Monday, March 12, 2012

Uh oh: Gallup YoY consumer spending has turned negative

- by New Deal democrat

Gallup's daily economic polling really "earned its bones" last year. The daily confidence numbers held up quite well before deteriorating slightly in June and then collapsing in July, bottoming in the beginning of August when the US's debt was downgraded. This showed that the debt ceiling debacle had a major impact on the public. Confidence has slowly returned and is now near a one year high.

In order to see if the collapse in confidence translated into a real change in consumer behavior, I tracked Gallup's daily consumer spending throughout the August-October period. It showed that consumer spending held up like a champ. Consumers may have lost faith in their government, but they continued to believe in their wallets. This data was the biggest single clue that ECRI's September call that a recession was imminent or may have already begun, was wrong.

So it is with no small concern that I report that YoY consumer spending as measured by Gallup's polling has turned negative YoY in the 14-day rolling average for 6 out of the last 7 days. Here's the graph:



The 3 day average is very volatile, but one year ago the 14 day average had just climbed to $70. This data has to be looked at YoY because seasonality is so strong. Consumer spending ramps up for Christmas and for back-to-school. It eases off in September-October and again in January.
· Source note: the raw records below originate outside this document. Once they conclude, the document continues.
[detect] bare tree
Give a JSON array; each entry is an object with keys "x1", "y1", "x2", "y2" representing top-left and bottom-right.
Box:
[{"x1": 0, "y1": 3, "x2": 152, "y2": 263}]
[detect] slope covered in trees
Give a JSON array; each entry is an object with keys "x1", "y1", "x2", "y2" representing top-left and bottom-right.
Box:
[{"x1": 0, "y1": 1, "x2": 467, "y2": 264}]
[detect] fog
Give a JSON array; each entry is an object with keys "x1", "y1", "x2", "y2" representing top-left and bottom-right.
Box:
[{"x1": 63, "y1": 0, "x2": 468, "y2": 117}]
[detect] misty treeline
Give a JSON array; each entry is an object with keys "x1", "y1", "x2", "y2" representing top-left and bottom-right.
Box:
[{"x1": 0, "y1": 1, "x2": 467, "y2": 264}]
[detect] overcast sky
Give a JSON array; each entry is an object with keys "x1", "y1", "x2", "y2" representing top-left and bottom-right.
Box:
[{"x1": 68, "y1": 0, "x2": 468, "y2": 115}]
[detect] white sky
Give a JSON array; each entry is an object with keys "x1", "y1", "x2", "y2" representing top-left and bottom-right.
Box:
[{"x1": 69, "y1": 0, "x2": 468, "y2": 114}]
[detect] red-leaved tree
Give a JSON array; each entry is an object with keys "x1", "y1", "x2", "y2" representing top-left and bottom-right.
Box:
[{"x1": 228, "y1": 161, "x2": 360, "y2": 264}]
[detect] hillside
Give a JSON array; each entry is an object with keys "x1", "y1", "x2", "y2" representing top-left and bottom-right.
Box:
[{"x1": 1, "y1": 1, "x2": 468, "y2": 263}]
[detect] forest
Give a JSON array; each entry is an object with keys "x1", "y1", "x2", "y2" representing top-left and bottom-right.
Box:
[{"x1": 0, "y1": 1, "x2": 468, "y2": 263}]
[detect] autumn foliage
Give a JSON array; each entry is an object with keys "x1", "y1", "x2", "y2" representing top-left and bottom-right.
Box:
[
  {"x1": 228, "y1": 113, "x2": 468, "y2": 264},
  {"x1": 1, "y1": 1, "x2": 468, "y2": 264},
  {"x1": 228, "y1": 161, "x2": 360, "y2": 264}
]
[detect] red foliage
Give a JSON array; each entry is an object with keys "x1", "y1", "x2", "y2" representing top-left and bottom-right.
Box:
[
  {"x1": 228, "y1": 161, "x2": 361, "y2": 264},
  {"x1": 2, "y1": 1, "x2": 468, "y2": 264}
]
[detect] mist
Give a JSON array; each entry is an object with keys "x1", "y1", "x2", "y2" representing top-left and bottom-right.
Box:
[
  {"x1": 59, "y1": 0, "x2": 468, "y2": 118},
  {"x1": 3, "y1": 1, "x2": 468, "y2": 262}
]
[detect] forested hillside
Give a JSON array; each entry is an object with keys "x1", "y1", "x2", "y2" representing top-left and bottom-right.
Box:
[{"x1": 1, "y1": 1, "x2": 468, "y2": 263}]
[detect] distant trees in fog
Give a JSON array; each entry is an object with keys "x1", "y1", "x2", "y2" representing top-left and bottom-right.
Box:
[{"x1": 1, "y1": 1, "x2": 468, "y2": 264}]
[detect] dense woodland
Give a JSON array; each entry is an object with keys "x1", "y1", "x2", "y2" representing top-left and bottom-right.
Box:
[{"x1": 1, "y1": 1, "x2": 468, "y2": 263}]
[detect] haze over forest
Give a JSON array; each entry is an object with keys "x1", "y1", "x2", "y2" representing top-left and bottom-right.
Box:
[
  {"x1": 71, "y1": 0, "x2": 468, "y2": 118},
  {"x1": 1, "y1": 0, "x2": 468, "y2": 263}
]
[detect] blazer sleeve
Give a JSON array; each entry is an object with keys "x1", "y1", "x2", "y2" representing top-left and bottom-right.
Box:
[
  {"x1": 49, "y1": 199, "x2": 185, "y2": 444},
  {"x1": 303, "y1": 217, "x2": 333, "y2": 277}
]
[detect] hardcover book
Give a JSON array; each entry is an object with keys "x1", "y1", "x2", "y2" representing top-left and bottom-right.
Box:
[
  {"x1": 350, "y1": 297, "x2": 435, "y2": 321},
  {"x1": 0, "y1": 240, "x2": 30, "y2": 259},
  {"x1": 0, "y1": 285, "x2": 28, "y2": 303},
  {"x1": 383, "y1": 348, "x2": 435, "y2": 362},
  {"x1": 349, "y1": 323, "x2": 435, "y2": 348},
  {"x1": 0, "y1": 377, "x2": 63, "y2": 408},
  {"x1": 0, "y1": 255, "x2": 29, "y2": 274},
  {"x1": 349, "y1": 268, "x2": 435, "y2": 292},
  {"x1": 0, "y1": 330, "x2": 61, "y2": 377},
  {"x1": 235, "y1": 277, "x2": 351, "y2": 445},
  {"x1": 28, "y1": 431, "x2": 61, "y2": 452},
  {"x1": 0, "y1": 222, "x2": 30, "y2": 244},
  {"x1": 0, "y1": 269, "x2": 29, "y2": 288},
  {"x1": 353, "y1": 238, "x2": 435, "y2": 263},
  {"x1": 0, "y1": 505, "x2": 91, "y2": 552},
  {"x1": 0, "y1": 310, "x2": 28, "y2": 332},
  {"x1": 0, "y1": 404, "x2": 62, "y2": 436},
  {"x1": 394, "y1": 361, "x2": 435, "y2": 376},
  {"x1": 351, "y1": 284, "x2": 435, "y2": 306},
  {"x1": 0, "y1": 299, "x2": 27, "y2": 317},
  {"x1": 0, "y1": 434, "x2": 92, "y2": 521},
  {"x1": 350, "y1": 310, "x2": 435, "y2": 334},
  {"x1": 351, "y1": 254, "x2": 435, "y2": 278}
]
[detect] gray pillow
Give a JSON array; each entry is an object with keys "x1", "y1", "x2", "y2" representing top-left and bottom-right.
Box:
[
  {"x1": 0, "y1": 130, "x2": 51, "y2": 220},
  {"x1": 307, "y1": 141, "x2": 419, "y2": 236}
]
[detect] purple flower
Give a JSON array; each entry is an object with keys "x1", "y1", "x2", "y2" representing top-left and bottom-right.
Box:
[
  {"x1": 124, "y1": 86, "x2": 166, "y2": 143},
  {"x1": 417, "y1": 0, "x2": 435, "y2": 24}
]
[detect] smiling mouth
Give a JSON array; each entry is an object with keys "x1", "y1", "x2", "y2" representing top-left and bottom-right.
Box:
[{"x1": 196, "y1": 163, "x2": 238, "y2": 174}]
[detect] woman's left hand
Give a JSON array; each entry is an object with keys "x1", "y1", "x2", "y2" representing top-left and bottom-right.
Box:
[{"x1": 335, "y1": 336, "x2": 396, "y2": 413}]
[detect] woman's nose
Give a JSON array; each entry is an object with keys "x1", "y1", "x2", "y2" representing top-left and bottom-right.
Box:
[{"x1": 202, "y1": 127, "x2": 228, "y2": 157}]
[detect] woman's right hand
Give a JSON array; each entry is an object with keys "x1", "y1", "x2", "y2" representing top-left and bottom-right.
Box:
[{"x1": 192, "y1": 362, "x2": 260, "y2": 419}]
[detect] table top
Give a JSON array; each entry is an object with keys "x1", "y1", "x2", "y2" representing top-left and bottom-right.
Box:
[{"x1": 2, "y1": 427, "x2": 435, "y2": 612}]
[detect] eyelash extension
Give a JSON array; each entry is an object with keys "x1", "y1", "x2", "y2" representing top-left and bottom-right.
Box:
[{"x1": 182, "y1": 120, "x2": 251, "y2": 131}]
I don't want to over-sell this. YoY declines have briefly occurred several times during the recovery. In particular, consumers binged on Christmas spending in December 2010. The hangover was the next month, January 2011, when spending came in less than January 2010. Because of comparisons with that same binge, December 2011 was slightly weaker than December 2010.

This YoY negative comparison just started one week ago, and it could be that the non-winter winter pulled some spring spending forward into February (which would also mean that February was actually weaker than it looked). Nevertheless, this weakness occurs precisely at the time when we are on the lookout for gas prices to start to bite into consumer spending and so it raises yet another yellow flag, and only adds to the importance of tomorrow's February retail sales report.